Keine Fluchtgefahr – Motassadeq aus der Haft entlassen
Nach einem Urteil des Bundesverfassungsgerichts (2 BvR 2056/05 vom 01.02.2006) wurde Mounir al-Motassadeq, der als erster wegen Mitwirkung an den Anschlägen von 9/11 (nicht rechtskräftig) verurteilt worden war, aus der Haft entlassen. Das Urteil und die Pressemitteilung des Bundesverfassungsgerichts sind online, ebenso wie die Berichterstattung der NZZ. Aus der Pressemitteilung vom 07.02.2006:
Ein nach der Haftverschonung ergangenes (nicht rechtskräftiges) Urteil oder ein hoher Strafantrag der Staatsanwaltschaft können im Einzelfall zwar geeignet sein, den Widerruf einer Haftverschonung oder die Invollzugsetzung eines Haftbefehls zu rechtfertigen. Dies setzt jedoch voraus, dass die später vom Tatrichter verhängte oder die von derStaatsanwaltschaft beantragte Strafe von der Prognose des Haftrichters erheblich zum Nachteil des Beschuldigten abweicht und sich die Fluchtgefahr dadurch ganz wesentlich erhöht.
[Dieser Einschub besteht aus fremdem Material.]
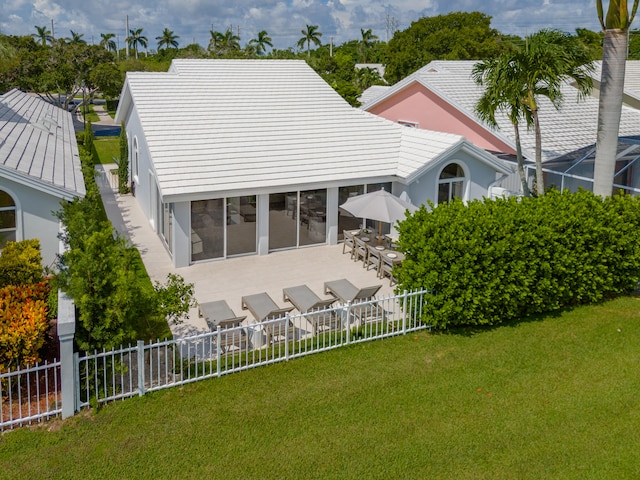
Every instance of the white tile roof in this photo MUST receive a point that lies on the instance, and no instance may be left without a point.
(38, 145)
(224, 125)
(631, 77)
(570, 128)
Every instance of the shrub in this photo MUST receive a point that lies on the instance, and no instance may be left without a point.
(495, 260)
(123, 163)
(21, 263)
(23, 324)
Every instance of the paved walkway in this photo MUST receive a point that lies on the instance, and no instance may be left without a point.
(230, 279)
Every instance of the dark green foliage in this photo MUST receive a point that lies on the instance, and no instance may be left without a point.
(103, 274)
(21, 263)
(454, 36)
(492, 261)
(175, 298)
(123, 164)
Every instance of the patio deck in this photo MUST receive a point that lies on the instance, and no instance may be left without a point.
(232, 278)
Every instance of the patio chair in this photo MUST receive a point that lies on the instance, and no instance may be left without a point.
(360, 250)
(266, 312)
(363, 309)
(313, 307)
(219, 316)
(345, 291)
(349, 243)
(373, 258)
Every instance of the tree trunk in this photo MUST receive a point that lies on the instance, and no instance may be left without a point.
(539, 177)
(523, 178)
(614, 58)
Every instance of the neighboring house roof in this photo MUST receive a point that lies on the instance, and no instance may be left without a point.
(563, 131)
(226, 125)
(373, 92)
(631, 82)
(38, 146)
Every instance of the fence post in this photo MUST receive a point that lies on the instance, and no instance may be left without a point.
(346, 317)
(404, 312)
(66, 332)
(140, 367)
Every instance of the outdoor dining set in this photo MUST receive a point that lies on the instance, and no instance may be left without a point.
(375, 251)
(272, 324)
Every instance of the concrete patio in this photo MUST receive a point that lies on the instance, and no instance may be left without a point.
(230, 279)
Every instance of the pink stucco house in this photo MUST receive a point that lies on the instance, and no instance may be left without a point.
(442, 96)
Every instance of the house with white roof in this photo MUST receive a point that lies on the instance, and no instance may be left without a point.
(39, 168)
(238, 157)
(442, 96)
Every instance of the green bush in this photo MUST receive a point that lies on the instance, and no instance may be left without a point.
(21, 263)
(495, 260)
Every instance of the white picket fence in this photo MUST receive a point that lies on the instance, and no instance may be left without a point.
(29, 395)
(102, 377)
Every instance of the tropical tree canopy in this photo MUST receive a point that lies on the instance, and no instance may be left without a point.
(310, 35)
(107, 41)
(136, 39)
(43, 34)
(454, 36)
(261, 43)
(167, 39)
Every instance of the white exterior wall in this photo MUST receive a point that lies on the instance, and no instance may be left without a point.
(478, 177)
(140, 181)
(34, 217)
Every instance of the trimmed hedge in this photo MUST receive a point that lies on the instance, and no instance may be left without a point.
(491, 261)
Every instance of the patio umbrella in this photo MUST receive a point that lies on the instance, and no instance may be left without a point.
(379, 205)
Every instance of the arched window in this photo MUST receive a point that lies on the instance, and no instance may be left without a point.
(7, 219)
(451, 183)
(134, 169)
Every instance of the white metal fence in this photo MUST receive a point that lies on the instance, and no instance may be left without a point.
(106, 376)
(64, 387)
(29, 395)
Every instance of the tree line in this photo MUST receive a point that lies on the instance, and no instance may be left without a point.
(65, 67)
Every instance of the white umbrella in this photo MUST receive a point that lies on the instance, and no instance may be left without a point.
(379, 205)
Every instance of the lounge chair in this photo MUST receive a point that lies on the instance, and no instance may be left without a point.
(315, 308)
(362, 307)
(265, 310)
(220, 317)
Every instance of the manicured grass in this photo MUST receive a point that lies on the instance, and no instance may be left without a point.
(541, 399)
(107, 148)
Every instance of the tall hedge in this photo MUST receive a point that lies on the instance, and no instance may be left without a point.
(123, 163)
(491, 261)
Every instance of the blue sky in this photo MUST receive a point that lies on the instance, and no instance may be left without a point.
(283, 19)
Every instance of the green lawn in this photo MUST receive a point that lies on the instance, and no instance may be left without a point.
(108, 148)
(552, 398)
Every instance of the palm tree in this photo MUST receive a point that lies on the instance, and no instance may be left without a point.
(614, 57)
(136, 38)
(548, 59)
(108, 42)
(43, 35)
(214, 41)
(503, 92)
(167, 38)
(366, 43)
(76, 38)
(228, 42)
(310, 35)
(261, 42)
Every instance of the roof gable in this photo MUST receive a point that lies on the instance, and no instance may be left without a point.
(38, 146)
(224, 125)
(564, 130)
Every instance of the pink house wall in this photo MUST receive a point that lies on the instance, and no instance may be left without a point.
(418, 104)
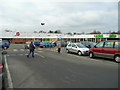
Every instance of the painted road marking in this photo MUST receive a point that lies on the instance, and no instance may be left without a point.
(40, 55)
(15, 50)
(10, 84)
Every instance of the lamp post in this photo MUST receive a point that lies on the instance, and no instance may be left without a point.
(42, 25)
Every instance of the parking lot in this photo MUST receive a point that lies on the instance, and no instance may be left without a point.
(49, 69)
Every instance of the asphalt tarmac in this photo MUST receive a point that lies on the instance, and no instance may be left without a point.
(48, 69)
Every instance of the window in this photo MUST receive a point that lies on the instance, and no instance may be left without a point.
(100, 45)
(108, 45)
(117, 45)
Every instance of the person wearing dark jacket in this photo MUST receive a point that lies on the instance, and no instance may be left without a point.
(31, 48)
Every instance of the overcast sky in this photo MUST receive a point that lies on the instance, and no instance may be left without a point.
(74, 16)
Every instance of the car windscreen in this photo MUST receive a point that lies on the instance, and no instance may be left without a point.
(80, 46)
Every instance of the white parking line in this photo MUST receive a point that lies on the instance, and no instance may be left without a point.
(10, 84)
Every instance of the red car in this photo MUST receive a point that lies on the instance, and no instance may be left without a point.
(107, 49)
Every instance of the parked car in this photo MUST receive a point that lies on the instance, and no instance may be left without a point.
(88, 44)
(107, 49)
(77, 48)
(46, 44)
(63, 43)
(27, 45)
(37, 43)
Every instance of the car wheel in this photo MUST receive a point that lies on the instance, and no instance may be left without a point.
(67, 51)
(117, 58)
(91, 55)
(79, 53)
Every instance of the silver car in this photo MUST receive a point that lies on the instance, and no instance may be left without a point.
(77, 48)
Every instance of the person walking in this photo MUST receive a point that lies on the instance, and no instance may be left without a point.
(31, 48)
(59, 46)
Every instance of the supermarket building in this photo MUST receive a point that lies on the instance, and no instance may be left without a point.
(22, 37)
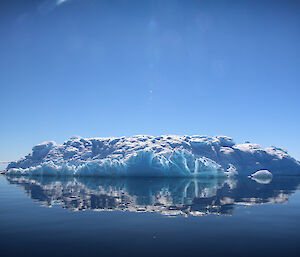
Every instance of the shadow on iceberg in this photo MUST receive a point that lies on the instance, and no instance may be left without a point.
(176, 196)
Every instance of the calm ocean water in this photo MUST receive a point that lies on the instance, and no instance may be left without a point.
(45, 216)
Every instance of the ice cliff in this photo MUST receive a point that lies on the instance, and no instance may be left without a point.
(142, 155)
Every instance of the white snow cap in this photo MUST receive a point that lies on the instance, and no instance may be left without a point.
(145, 155)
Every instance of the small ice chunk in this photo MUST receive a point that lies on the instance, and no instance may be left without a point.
(262, 176)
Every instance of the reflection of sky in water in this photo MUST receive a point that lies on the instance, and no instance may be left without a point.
(165, 196)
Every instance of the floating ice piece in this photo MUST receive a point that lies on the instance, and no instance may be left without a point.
(262, 176)
(144, 155)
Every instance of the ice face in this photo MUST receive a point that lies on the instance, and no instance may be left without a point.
(143, 155)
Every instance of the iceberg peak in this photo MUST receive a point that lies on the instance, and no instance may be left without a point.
(146, 155)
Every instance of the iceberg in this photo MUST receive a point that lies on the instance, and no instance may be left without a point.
(149, 156)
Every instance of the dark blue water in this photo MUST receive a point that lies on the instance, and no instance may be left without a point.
(149, 217)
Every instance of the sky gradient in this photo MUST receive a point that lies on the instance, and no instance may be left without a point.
(120, 68)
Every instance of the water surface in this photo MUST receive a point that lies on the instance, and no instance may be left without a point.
(46, 216)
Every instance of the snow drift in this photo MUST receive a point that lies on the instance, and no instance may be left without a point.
(168, 155)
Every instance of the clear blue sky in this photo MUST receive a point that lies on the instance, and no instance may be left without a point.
(118, 68)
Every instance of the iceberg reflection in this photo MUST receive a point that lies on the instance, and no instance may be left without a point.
(165, 196)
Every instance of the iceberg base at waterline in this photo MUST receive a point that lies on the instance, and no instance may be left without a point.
(149, 156)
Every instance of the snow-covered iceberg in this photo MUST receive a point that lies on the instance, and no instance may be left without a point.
(162, 156)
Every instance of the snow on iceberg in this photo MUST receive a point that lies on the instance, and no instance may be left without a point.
(262, 176)
(143, 155)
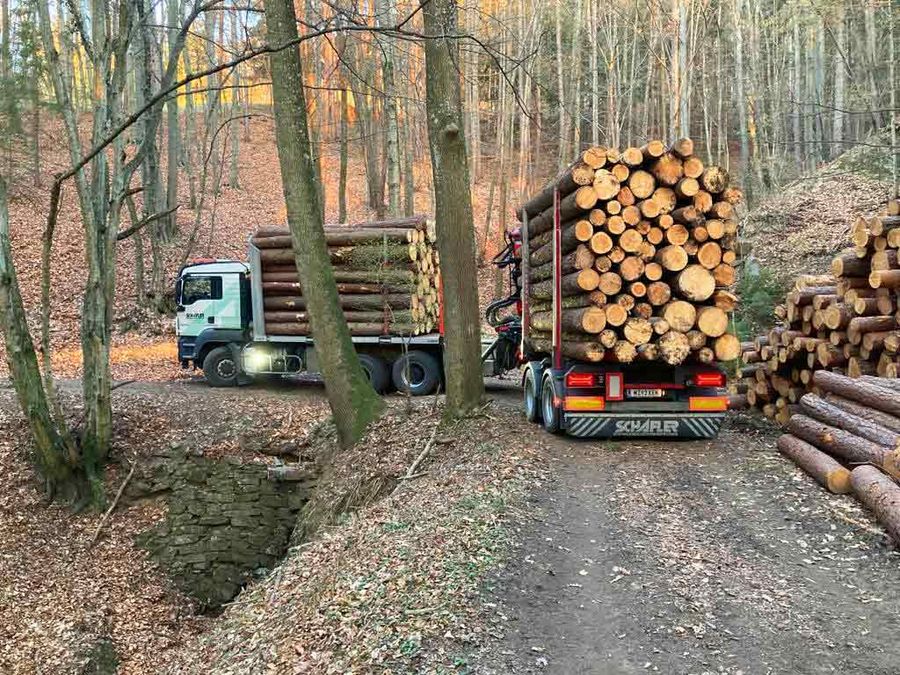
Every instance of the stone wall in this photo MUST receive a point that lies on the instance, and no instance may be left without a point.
(226, 521)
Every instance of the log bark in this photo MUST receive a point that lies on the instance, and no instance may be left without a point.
(826, 471)
(861, 392)
(837, 442)
(880, 494)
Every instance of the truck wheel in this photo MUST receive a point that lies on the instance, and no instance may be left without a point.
(532, 402)
(416, 373)
(220, 368)
(549, 411)
(377, 372)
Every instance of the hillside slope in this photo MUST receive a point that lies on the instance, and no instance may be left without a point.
(804, 224)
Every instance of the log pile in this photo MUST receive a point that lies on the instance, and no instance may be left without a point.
(648, 251)
(847, 437)
(387, 275)
(846, 322)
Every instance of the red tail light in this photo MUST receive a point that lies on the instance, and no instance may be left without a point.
(580, 380)
(709, 379)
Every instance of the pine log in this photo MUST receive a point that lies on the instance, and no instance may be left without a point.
(695, 283)
(825, 470)
(862, 392)
(583, 351)
(589, 320)
(837, 442)
(571, 284)
(881, 495)
(727, 347)
(673, 347)
(828, 413)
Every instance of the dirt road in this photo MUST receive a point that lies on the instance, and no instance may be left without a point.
(694, 557)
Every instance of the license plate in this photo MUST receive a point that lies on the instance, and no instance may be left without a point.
(643, 393)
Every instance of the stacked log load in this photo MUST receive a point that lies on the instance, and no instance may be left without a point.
(387, 274)
(846, 322)
(648, 244)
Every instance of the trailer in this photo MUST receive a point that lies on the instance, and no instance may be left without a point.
(221, 330)
(609, 399)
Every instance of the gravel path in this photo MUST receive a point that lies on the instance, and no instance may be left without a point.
(694, 557)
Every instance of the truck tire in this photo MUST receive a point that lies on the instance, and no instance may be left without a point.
(549, 411)
(423, 376)
(220, 368)
(532, 400)
(377, 372)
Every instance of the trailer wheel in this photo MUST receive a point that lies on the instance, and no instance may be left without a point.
(416, 373)
(376, 371)
(549, 411)
(532, 400)
(220, 368)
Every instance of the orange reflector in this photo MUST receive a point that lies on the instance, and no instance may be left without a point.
(714, 379)
(708, 403)
(584, 403)
(580, 380)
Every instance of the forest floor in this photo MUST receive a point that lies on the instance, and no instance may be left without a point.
(517, 552)
(700, 557)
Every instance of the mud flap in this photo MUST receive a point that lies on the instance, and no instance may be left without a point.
(659, 425)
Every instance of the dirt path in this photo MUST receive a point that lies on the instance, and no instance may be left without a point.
(690, 558)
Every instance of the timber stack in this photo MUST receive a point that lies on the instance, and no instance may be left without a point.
(648, 251)
(387, 274)
(845, 322)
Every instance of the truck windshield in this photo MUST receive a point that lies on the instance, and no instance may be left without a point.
(196, 287)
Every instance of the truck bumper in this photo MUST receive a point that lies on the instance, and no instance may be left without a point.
(645, 425)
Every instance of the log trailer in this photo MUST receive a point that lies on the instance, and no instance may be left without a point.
(221, 329)
(609, 399)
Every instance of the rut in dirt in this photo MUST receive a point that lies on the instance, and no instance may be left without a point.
(694, 557)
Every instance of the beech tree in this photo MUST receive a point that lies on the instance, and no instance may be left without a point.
(354, 404)
(452, 208)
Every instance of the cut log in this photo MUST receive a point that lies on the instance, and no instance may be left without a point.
(672, 258)
(695, 283)
(826, 471)
(727, 347)
(673, 347)
(714, 179)
(624, 352)
(590, 320)
(820, 409)
(668, 169)
(638, 331)
(712, 321)
(836, 442)
(680, 315)
(881, 495)
(856, 390)
(571, 284)
(583, 351)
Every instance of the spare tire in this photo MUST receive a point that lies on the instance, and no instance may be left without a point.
(376, 371)
(416, 373)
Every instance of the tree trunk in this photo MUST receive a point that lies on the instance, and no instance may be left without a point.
(881, 495)
(453, 210)
(827, 472)
(353, 402)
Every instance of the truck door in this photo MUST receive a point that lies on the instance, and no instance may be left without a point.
(208, 301)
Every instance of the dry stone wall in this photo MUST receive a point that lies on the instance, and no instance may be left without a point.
(226, 521)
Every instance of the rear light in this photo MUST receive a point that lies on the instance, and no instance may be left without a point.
(576, 380)
(615, 387)
(708, 403)
(709, 379)
(584, 403)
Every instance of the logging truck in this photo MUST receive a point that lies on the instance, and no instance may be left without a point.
(596, 365)
(221, 328)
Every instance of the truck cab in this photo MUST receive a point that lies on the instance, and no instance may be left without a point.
(213, 312)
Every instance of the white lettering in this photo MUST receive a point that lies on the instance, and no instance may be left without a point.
(646, 428)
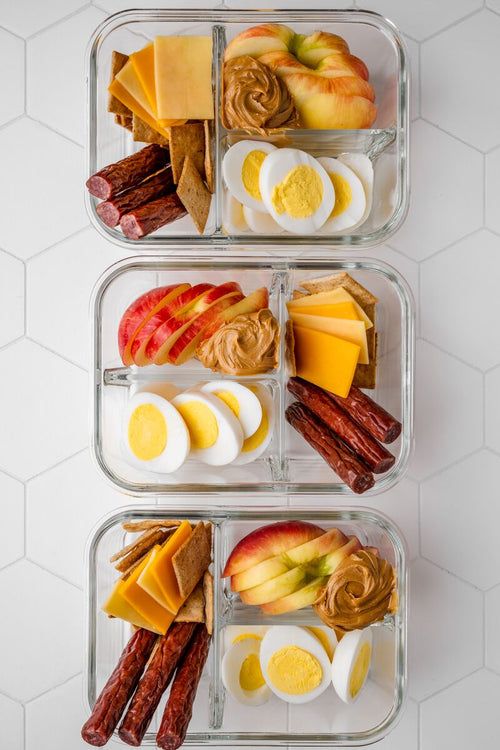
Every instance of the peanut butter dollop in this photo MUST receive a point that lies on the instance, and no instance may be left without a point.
(361, 591)
(254, 98)
(247, 345)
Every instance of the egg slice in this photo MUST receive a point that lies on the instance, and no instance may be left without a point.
(255, 445)
(154, 434)
(241, 166)
(351, 664)
(350, 199)
(243, 402)
(362, 166)
(233, 219)
(294, 663)
(242, 673)
(215, 433)
(296, 190)
(261, 223)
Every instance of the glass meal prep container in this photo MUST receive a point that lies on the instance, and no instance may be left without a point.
(288, 463)
(218, 720)
(372, 38)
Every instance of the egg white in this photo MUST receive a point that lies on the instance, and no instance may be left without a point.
(229, 440)
(274, 170)
(280, 636)
(232, 167)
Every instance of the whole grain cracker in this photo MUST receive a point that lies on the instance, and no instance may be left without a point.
(187, 140)
(208, 591)
(118, 60)
(194, 194)
(191, 560)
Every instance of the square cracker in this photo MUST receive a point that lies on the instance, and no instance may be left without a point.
(192, 559)
(194, 194)
(187, 140)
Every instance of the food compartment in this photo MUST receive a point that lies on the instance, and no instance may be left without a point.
(282, 459)
(375, 150)
(218, 717)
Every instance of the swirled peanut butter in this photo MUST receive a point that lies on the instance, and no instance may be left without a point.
(254, 98)
(247, 345)
(361, 591)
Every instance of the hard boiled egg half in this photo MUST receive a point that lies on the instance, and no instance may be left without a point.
(351, 664)
(154, 434)
(294, 663)
(296, 190)
(241, 168)
(215, 432)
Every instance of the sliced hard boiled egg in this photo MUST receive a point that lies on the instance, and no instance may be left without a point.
(215, 433)
(362, 166)
(351, 663)
(350, 199)
(255, 445)
(296, 190)
(241, 167)
(243, 402)
(294, 663)
(261, 223)
(155, 436)
(242, 674)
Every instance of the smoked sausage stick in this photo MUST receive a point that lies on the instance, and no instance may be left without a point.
(117, 691)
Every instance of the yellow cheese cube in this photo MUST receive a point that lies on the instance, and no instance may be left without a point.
(330, 298)
(350, 330)
(325, 360)
(183, 76)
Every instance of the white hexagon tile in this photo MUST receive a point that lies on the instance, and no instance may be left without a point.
(448, 249)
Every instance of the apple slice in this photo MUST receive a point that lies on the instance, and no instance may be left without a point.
(299, 599)
(139, 312)
(256, 301)
(160, 343)
(269, 541)
(276, 588)
(185, 346)
(275, 566)
(180, 305)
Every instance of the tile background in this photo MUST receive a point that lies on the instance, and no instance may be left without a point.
(449, 249)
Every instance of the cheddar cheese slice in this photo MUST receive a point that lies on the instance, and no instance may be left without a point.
(350, 330)
(332, 297)
(158, 578)
(325, 360)
(143, 603)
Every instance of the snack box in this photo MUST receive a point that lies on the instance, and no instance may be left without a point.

War dagegen zum Zeitpunkt der Außervollzugsetzung des Haftbefehls mit der später ausgesprochenen – auch höheren – Strafe zu rechnen und hat der Beschuldigte die ihm erteilten Auflagen gleichwohl korrekt befolgt, darf die Haftverschonung nicht widerrufen werden. Selbst der Umstand, dass der um ein günstiges Ergebnis bemühte Angeklagte infolge des Schlussantrages der Staatsanwaltschaft oder gar durch das Urteil selbst die Vergeblichkeit seiner Hoffnungen erkennen muss, kann einen Widerruf der Haftverschonung nicht rechtfertigen, sofern ihm die Möglichkeit eines für ihn ungünstigen Ausgangs während der Außervollzugsetzung des Haftbefehls stets vor Augen stand und er gleichwohl allen Auflagen beanstandungsfrei nachkam. Insoweit setzt sich der vom Angeklagten auf der Grundlage des Verschonungsbeschlusses gesetzte Vertrauenstatbestand als Ausprägung der wertsetzenden Bedeutung des Grundrechts der persönlichen Freiheit im Rahmen der vorzunehmenden Abwägung durch.
Nicht gleich dürfte dies das Schweizerische Bundesgericht sehen, das erst kürzlich ähnliche Fragen zu entscheiden hatte (vgl. meinen Beitrag von gestern).